A Small Point on that 'Military Report Card'

I'd just like to draw your attention to one slide from that military report card, the one on Enemy Initiated Attacks.

Screen-shot-2012-09-27-at-9.38.30-AM

What I want to draw your attention to is the "ISAF Observations" portion of the slide, but first let me explain how I read the chart.  The important thing about this slide is that it shows that the Surge was a failure.  Why does it show that?  Because the Surge was intended to collapse the opposition, so that Afghan forces could stand up and take control.  Instead of those recurrent peaks, representing the annual fighting seasons, you should see a peak and then a decline.  Compare the same chart from the Iraq war:

Iraq_surge

Here you see a sharp drop from the peak until the tail is more than 90% lower than the peak, beginning just as the Surge really takes effect in the summer and fall of 2007.  With a few blips, the general trend is to tail off.  

What the Afghan slide shows instead is that the surge did nothing to break the enemy's capacity to initiate violence.  In the beginning, we see an insurgency built around a fighting season, but showing robust capacity to return year after year and strongly contest government control through violence.  At the end of the chart, we see the same thing.  We can't even say that enemy capacity was decreased by the surge, because although the peaks are slightly lower at the end of the surge than in its first year, they are about the same level as pre-surge.  In other words, the surge increased the level of enemy initiated violence, which is only now returning to the pre-surge levels.
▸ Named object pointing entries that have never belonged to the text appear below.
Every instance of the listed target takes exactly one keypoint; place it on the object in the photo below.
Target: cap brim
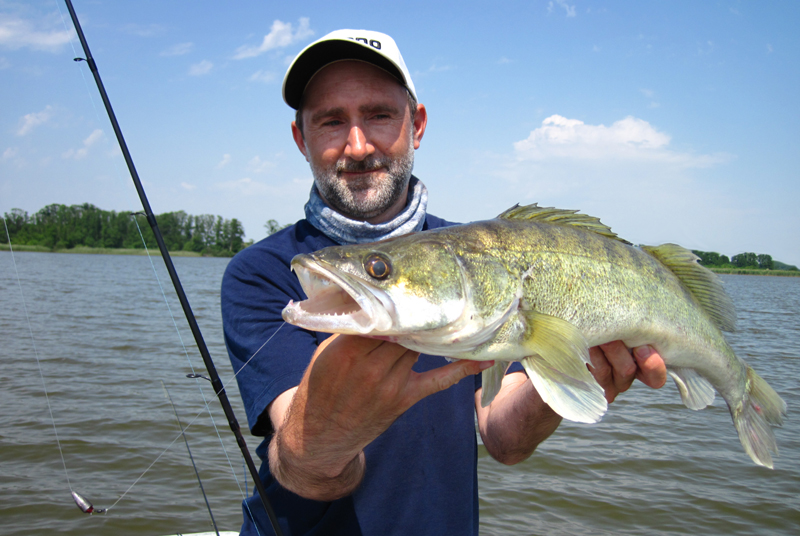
(321, 54)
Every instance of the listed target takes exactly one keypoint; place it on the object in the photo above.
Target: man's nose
(358, 147)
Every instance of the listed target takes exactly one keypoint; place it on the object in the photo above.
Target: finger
(601, 369)
(622, 364)
(439, 379)
(652, 369)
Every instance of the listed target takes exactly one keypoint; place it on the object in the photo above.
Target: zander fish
(540, 286)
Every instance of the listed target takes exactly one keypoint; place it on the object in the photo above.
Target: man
(365, 436)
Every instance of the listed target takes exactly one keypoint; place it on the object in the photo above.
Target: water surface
(106, 340)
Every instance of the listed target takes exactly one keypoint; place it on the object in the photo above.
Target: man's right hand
(352, 391)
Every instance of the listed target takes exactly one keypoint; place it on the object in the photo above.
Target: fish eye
(378, 266)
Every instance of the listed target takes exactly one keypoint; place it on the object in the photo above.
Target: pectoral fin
(695, 390)
(491, 380)
(557, 368)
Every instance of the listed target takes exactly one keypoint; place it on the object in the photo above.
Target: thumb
(439, 379)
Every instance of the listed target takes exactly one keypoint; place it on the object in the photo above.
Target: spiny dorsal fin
(701, 282)
(560, 217)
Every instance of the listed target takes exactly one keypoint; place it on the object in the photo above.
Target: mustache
(370, 163)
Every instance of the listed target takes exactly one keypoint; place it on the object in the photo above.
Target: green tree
(745, 260)
(272, 226)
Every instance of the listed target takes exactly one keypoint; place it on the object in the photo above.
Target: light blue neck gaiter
(346, 231)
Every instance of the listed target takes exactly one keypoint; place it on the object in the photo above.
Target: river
(106, 341)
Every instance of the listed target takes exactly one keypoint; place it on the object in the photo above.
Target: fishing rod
(216, 383)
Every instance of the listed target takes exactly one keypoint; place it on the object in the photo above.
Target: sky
(671, 121)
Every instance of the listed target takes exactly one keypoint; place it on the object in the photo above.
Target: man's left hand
(615, 367)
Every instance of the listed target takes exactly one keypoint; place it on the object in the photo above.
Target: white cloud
(262, 76)
(178, 50)
(42, 34)
(226, 158)
(93, 138)
(282, 34)
(33, 120)
(256, 165)
(627, 139)
(563, 3)
(144, 30)
(199, 69)
(245, 186)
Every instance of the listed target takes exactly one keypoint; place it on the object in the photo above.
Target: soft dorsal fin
(701, 282)
(560, 217)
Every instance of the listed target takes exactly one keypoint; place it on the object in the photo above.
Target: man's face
(359, 138)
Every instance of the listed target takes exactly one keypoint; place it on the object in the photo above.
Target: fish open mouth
(337, 302)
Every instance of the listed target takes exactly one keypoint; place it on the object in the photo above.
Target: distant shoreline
(746, 271)
(102, 251)
(121, 251)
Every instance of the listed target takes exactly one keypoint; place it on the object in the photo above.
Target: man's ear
(420, 122)
(299, 141)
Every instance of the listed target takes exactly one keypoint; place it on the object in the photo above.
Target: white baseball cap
(373, 47)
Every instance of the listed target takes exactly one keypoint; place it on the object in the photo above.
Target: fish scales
(540, 286)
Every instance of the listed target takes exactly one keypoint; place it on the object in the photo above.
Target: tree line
(63, 227)
(758, 261)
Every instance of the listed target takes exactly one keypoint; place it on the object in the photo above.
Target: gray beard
(364, 198)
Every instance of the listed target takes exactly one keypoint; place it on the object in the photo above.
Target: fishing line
(163, 293)
(188, 359)
(39, 364)
(194, 465)
(151, 219)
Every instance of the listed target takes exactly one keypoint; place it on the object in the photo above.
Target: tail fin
(761, 409)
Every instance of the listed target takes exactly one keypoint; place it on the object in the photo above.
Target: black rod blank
(219, 389)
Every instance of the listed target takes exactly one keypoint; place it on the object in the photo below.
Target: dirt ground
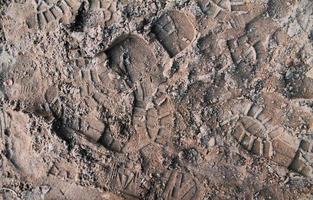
(156, 99)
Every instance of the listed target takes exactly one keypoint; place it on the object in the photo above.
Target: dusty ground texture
(156, 99)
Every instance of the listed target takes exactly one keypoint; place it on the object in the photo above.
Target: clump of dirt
(204, 99)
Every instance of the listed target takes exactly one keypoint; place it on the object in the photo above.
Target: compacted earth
(156, 99)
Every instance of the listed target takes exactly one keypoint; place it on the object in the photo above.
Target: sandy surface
(156, 99)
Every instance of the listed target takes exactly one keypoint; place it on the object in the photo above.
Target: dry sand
(156, 99)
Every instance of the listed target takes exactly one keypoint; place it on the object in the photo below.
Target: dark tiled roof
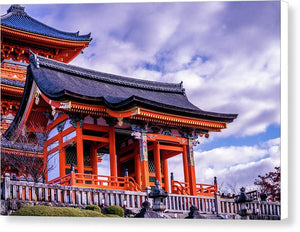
(60, 81)
(20, 146)
(17, 18)
(13, 82)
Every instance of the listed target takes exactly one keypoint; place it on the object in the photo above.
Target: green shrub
(116, 210)
(93, 208)
(40, 210)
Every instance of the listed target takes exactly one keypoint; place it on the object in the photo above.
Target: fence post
(216, 196)
(72, 176)
(6, 187)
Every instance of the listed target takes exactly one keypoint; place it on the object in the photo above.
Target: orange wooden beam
(166, 174)
(62, 156)
(94, 127)
(137, 166)
(95, 138)
(94, 159)
(185, 165)
(112, 152)
(79, 146)
(157, 161)
(57, 121)
(171, 148)
(167, 138)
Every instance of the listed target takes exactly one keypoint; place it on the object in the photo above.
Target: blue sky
(226, 53)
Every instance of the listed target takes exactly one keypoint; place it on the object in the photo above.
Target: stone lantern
(242, 199)
(158, 196)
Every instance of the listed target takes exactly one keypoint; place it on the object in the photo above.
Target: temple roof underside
(67, 88)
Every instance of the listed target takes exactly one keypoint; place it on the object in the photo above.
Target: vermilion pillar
(191, 167)
(185, 164)
(137, 164)
(94, 159)
(112, 151)
(62, 156)
(46, 160)
(79, 147)
(166, 175)
(157, 162)
(144, 160)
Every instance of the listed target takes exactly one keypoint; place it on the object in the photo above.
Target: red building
(84, 115)
(19, 33)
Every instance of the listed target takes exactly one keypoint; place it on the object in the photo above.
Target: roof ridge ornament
(34, 59)
(17, 9)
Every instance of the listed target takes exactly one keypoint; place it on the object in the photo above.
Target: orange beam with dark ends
(79, 146)
(112, 152)
(192, 180)
(46, 160)
(62, 156)
(191, 168)
(185, 164)
(166, 174)
(137, 167)
(144, 161)
(157, 162)
(94, 159)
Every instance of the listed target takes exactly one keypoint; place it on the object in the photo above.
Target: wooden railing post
(6, 187)
(72, 176)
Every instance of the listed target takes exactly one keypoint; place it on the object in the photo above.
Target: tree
(269, 184)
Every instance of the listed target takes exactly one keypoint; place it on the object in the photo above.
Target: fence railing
(97, 181)
(81, 196)
(257, 207)
(183, 188)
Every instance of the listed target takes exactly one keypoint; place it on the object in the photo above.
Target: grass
(41, 210)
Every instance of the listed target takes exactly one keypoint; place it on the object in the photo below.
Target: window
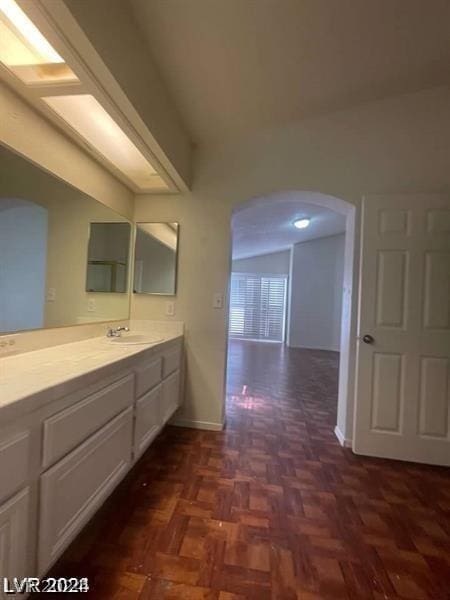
(258, 307)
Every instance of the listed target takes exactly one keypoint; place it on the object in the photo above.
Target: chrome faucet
(116, 332)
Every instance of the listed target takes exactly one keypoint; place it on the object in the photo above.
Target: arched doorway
(298, 200)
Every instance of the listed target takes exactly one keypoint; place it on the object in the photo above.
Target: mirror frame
(177, 252)
(129, 266)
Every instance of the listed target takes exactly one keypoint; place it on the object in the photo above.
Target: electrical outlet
(218, 300)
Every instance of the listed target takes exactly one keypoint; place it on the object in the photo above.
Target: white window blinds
(257, 307)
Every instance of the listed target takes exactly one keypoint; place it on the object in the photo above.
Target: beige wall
(316, 285)
(110, 26)
(69, 215)
(400, 144)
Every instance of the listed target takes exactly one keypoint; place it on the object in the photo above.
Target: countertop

Remember that the majority of Americans who have died in Afghanistan died during these 'surge' years, under this, President Obama's plan.  What have they given their lives to achieve?

Now, what I said I wanted to talk about was the "ISAF Observations" portion of the slide.  Read it over.  There's no acknowledgement of anything we just discussed.  Some staff officers at ISAF are trying to help their boss put a happy face on this:  hey, a 5% drop if we look at it just this way! 9% here!  None of them dare to tell their boss to brief that the surge has left EIA levels almost exactly where they were before the surge, and accomplished only raising those levels during the surge.

Staff officers in Afghanistan:  Odds are your boss already knows what you don't want to tell him, and just like you he doesn't want to have to be the one to brief his commander.  Nevertheless, you must encourage in each other the same courage we ask of the infantryman who has to advance into enemy fire.  It's time to speak the truth.  Nobody wants to hear it, but here it is.